Anyway, being the utterly twisted Who-obsessed 14-year-old I was, I immediately just had to have a Stratocaster. The fact that this wild new guy, Jimi Hendrix, was playing one upside down didn't hurt my new-Who-found mania for a Fender Strat. Oh, and it was Pete Townshend who I first heard call them "Strats" when I met him in the lobby of the Gorham Hotel on West 55th St about 5 months later.
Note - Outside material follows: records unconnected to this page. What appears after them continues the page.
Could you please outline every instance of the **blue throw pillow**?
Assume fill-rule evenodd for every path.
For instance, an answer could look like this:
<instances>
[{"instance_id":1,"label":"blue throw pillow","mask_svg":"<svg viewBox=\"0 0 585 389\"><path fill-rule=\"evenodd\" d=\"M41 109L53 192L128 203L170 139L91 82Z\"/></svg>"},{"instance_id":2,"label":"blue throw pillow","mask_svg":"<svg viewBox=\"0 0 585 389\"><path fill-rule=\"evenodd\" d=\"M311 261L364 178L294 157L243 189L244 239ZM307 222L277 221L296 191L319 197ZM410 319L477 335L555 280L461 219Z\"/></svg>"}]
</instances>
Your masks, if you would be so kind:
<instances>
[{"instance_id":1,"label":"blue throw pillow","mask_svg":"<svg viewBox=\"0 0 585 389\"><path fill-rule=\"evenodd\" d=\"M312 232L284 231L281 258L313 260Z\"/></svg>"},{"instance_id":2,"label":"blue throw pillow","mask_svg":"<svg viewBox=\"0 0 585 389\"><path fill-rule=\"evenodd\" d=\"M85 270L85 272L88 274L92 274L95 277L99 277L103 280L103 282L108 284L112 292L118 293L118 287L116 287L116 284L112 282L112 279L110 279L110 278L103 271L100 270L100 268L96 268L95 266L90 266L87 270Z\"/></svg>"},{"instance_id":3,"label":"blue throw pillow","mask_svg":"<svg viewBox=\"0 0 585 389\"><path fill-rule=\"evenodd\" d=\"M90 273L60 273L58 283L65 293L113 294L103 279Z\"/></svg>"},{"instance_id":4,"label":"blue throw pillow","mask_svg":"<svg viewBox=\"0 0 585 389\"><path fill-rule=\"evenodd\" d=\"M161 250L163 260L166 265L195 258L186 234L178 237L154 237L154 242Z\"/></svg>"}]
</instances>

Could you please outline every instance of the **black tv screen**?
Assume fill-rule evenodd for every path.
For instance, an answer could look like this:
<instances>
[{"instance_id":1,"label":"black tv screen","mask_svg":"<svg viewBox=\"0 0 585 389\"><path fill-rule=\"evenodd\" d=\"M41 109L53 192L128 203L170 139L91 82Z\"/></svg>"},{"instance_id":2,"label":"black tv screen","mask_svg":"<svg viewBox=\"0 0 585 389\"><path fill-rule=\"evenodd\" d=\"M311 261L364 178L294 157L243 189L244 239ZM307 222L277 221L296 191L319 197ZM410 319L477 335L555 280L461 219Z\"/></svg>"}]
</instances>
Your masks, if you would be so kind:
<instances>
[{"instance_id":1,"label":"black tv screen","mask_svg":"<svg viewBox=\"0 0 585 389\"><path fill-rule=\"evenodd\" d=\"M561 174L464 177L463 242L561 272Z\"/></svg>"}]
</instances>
Within a few weeks, smackdab in the middle of the summer, I ventured onto the basketball courts of the 80% black, 15% Latino, 5% white, junior high school I was getting ready to go back to for ninth grade in the then-very-rough Clinton Hill area of Brooklyn. I started timidly asking the hard nuts hanging around if anyone knew who Ray was. A few days earlier, I had heard from a friend of a friend that a guy named Ray had a Stratocaster for sale and that this where I could find him. Ray was pointed out to me, an older and lethal looking Puerto Rican, standing by himself. I walked up and asked him if he was the guy who was selling a Fender Stratocaster. "Yeah, I wanna buy my girlfriend an engagement ring before I go in the Army. The guitar is $50." I told him I was interested and he said fine, come back with the money and it's yours.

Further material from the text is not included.